Politics by Subpoena: How Darrell Issa Abuses His Power, and Why

Remember when the Democrats won both houses on Congress in 2006, and everyone predicted that committee chairs like Henry Waxman would launch far-reaching investigations of the Bush Administration? It never happened, and not because of a lack of potential scandals to dig into. Democrats apparently didn't see much point in burying an already unpopular administration in subpoenas. Instead, they stayed relatively positive and won the presidency in 2008 by a healthy margin.

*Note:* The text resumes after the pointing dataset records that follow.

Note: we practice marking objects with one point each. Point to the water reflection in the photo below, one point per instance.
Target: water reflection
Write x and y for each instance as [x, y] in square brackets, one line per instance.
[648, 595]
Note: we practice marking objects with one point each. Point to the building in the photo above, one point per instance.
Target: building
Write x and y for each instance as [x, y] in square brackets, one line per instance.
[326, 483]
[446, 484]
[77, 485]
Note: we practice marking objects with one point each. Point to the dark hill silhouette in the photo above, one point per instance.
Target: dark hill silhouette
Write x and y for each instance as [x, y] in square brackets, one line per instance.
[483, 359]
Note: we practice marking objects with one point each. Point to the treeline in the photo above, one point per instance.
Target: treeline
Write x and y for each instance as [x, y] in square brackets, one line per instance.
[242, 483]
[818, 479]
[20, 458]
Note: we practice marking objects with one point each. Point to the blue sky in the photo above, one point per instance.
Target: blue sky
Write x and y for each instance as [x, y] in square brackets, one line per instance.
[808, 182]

Conservatives do things differently. Given them a gavel and they'll act like special prosecutors -- using investigative powers that are formidable and which most Americans tend to forget that Congress even has. Congressional committee chairs spent much of the 1990s hectoring the Clinton White House with investigations, and now they're at it again, with Darrell Issa in the lead. Indeed, it's hard to think of any committee head since Joseph McCarthy who has engaged in a more egregious abuse of his investigative powers. Mind you, I'm not comparing Issa to McCarthy, who remains a uniquely disturbing figure in U.S. history. I'm simply pointing out that Issa is going too far in ways that underscores how Congressional powers can be used in a very destructive fashion if the wrong person is wielding the gavel. 
 
Calling Obama “one of the most corrupt presidents in modern times,” Issa has been engaged in nonstop investigations since taking power after the 2010 election, drilling into everything from the Fast and Furious operation to Benghazi to Solyndra to Freddie and Fannie to the alleged politicization of the IRS to the botched rollout of Healthcare.gov. He's talked of finding "Obama's Watergate," but that's never happened and his investigations come up empty handed again and again. 
 
Of course, though, finding real wrongdoing would simply be gravy for Issa. He and his investigators can accomplish plenty without ever stumbling on an actual crime. They can make headlines and create the perception of corruption; they can force executive branch officials to spend enormous amounts of time responding to subpoenas for testimony and documents, distracting them from their work; and they can terrorize administration allies outside of the government, including in the nonprofit sector, who also can be forced to give testimony and turn over documents. If they fish long enough, and ask enough questions, they may get lucky and catch somebody contradicting themselves or some document, leading to "falsehoods" and a "cover-up" to investigate. 
 
This is all familiar to anyone who lived through the 1990s, when congressional investigators used Whitewater, Travelgate, and other non-scandals to tie the Clinton administration in knots and force numerous top officials to spend a fortune on lawyers and endless time responding to congressional investigators. None of those investigations ever turned up anything, but they badly damaged Clinton and helped derail his push for healthcare reform during his first term. 
 
Scandal-mongering is politics by other means: If you can't win in the electoral and legislative arena, you try to accomplish your goals in a vandalistic, bullying fashion.
 
Nowhere is Issa's politicized abuse of power more evident that in his far-reaching attack on the Affordable Care Act and, worse, the people who are implementing it. Well before the debacle with Healthcare.gov, Issa's staff was issuing subpoenas left and right to those involved in Obamacare, alleging all forms of malfeasance. Now, in recent months, he has aggressively investigated the problems around Healthcare.gov hoping to catch somebody in a lie or other impropriety -- implying on at least one occasion that Kathleen Sebelius gave false testimony to Congress. For some staff members at HHS, dealing with Issa's investigation is a full-time job. 
 
All of this is the height of cynicism because Darrel Issa couldn't care less whether Healthcare.gov works or not. He opposed the Affordable Care Act and probably celebrated the initial website's failure. No, this is all about scoring political points. 
 
We hear so much about congressional dysfunction, especially in regard to the Senate. But history shows that Congress can do the most damage to democracy when it abuses its power of investigation. We saw that in the 1950s. We're seeing it today.